Doğru sıralamanın önemli olduğunu hepimiz biliriz. Matematikte bile kaça kadar saymak istiyorsak 1’den başlayıp o rakama kadar teker teker sayarız. Ama bazen doğru sıra değişebiliyor.
Teker teker, ikişer ikişer, beşer beşer, onar onar sayma gibi değişik sıralama metotları da vardır. Son günlerde Diyanetle ilgili kullanılan inisiyatifi değerlendirirken niye önce Diyanet diye düşünüldüğünü gözlemlemekteyiz.

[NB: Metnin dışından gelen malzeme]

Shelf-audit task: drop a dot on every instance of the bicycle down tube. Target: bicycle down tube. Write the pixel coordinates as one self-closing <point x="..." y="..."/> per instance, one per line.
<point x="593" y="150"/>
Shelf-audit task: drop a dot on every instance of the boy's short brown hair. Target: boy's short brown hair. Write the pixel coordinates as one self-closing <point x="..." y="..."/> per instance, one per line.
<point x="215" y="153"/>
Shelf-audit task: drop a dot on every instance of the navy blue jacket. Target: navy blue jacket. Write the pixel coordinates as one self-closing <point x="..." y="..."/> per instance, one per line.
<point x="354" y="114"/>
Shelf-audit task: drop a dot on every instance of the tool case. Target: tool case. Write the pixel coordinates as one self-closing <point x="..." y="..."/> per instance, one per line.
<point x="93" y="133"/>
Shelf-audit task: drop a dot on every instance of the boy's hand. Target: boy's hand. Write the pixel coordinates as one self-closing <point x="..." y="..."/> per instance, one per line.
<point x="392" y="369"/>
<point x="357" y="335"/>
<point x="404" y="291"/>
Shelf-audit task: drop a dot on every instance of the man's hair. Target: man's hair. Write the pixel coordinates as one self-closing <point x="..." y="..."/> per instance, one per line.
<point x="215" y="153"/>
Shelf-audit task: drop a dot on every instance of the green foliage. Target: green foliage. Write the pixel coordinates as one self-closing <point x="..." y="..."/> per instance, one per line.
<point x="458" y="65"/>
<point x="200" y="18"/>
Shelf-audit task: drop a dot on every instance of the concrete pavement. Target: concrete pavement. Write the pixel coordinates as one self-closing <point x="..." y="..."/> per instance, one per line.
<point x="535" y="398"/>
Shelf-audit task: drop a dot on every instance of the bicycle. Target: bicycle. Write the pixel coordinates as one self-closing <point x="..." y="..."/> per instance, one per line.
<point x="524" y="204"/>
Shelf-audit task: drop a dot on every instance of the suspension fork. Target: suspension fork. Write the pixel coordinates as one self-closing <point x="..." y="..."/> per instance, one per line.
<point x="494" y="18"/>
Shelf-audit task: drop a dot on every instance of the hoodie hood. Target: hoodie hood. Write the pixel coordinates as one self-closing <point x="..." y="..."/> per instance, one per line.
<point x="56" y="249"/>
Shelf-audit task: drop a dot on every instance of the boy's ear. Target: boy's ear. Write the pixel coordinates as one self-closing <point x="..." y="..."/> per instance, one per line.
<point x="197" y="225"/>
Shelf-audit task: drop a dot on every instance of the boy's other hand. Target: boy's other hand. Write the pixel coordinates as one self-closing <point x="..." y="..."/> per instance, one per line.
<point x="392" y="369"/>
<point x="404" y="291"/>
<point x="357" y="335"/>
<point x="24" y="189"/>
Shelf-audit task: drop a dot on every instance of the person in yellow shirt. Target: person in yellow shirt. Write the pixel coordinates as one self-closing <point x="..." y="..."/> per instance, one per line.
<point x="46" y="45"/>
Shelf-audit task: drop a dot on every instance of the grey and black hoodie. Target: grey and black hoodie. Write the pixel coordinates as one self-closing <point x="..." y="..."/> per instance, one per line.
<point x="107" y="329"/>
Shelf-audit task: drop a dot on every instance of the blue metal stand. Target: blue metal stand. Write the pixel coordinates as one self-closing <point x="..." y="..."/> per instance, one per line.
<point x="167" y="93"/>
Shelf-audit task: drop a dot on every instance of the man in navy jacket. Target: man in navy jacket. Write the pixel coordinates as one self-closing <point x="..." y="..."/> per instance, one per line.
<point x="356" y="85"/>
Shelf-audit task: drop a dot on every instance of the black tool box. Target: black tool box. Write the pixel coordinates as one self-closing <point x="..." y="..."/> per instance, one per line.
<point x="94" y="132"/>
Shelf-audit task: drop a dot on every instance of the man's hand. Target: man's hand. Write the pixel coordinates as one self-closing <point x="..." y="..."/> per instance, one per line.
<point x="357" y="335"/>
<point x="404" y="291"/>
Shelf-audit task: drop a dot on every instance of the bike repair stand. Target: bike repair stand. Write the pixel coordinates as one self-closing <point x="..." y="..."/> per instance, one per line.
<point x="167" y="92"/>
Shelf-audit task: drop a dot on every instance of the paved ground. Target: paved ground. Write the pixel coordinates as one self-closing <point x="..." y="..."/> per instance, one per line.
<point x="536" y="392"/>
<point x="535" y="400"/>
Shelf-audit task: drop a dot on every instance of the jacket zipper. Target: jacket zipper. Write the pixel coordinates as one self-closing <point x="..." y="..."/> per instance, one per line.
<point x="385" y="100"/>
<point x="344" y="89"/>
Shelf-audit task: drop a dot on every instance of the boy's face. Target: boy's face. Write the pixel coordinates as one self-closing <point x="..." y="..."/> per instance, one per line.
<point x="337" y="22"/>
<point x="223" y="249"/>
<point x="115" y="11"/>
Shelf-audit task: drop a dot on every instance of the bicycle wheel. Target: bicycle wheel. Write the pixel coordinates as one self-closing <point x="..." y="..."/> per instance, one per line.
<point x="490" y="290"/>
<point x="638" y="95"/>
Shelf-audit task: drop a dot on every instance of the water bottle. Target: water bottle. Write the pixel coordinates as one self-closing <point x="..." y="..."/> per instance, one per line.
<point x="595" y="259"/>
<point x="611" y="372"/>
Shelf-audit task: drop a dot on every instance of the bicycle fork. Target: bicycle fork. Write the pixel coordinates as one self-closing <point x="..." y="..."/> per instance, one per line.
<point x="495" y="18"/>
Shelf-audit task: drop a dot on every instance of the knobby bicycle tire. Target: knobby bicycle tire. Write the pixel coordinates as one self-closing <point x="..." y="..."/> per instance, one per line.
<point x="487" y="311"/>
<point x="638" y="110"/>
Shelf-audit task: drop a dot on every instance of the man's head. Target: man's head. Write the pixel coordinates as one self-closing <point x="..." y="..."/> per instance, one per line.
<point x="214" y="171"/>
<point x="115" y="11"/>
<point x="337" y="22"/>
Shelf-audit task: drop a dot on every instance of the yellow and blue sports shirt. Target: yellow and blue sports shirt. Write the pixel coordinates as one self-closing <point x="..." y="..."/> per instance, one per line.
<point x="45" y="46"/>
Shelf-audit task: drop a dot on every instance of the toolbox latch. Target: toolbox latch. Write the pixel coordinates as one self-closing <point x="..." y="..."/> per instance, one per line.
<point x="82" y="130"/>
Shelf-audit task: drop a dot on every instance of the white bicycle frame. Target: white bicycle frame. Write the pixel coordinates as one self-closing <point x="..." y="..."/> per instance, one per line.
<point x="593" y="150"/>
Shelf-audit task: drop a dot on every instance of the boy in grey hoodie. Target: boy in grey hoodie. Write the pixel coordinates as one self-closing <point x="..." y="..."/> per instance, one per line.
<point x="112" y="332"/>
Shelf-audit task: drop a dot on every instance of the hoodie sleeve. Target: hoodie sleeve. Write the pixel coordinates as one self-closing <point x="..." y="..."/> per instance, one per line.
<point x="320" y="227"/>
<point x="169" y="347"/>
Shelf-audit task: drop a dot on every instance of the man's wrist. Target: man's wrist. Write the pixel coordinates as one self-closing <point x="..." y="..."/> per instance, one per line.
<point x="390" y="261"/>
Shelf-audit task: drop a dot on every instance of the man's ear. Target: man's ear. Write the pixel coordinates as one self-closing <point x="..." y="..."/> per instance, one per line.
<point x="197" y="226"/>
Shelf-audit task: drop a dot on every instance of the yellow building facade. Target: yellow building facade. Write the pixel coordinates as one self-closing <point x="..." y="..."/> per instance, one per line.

Ulusalcı, FETÖ'cü, solcu, ateist ve her türlü olumsuz unsurların üniversitelerde yerleştiğini biliyoruz. Bu tip Öğretim görevlilerinin eğittiği öğrenciler, gezilerde ve ülkenin hayrına olmayan her faaliyette aktif çalışıp dururken; Üniversitelerin ıslahı öncelikli değil de neden Diyanet diye insanlar düşünüyor!
Mesela: yine Milli Eğitimin bürokrat kadrolarının içerisinde, eğitimin milli olması için uğraşmayan; FETÖ’nün dershanelerine, kaynak kitaplarına ve öğretmenlerine ihtiyaç duyulmasını sağlayan Milli Eğitim'in Eğitim sistemini idare eden bir grubun olduğu tahmin ediyoruz. Görülüyor ki milli eğitimdeki temizlik en alt seviyede kaldı. FETÖ ve benzeri unsurların temizliği üst bürokratik seviyelere çıkmadan, öncelik neden Diyanet diye insanlar düşünüyor.
Adalet Bakanlığı'nda, Emniyette, Askeriyede ve benzeri Ülkenin hassas noktalarındaki temizlikler tam yapıldığı kanaati oluşmadan, toplum neden Diyanet diye düşünüyor! Evet, sıralamanın hangi aşamada ve hangi yöntemle yapılması gerektiğini herkes kendi çerçevesinde, kendi aklına göre yaptığında, sıralamalar farklı çıkıyor.
Oysa bizim aklımızla, devlet aklı arasındaki fark da buradan kaynaklanıyor. Sözde adalet yürüyüşü yapanların yürüyüşü başladığında mutlaka durdurulması gerekir diye düşünüyorduk. Bize göre her türlü şartlar, yürüyüşün bir an önce durdurulması gerektiğini işaret eder vaziyette iken, devlet aklı sonuna kadar gitmelerine müsaade etti. Ve sonuçta yürüyenlerin yürüdüğü yanına kar kalırken, devlet ülkeyi karıştırmak için uğraşan dış mihraklardan tutun da, içerideki birçok olumsuzlukları ortadan kaldıracak tedbirleri biz fark etmeden alıvermiş oldu.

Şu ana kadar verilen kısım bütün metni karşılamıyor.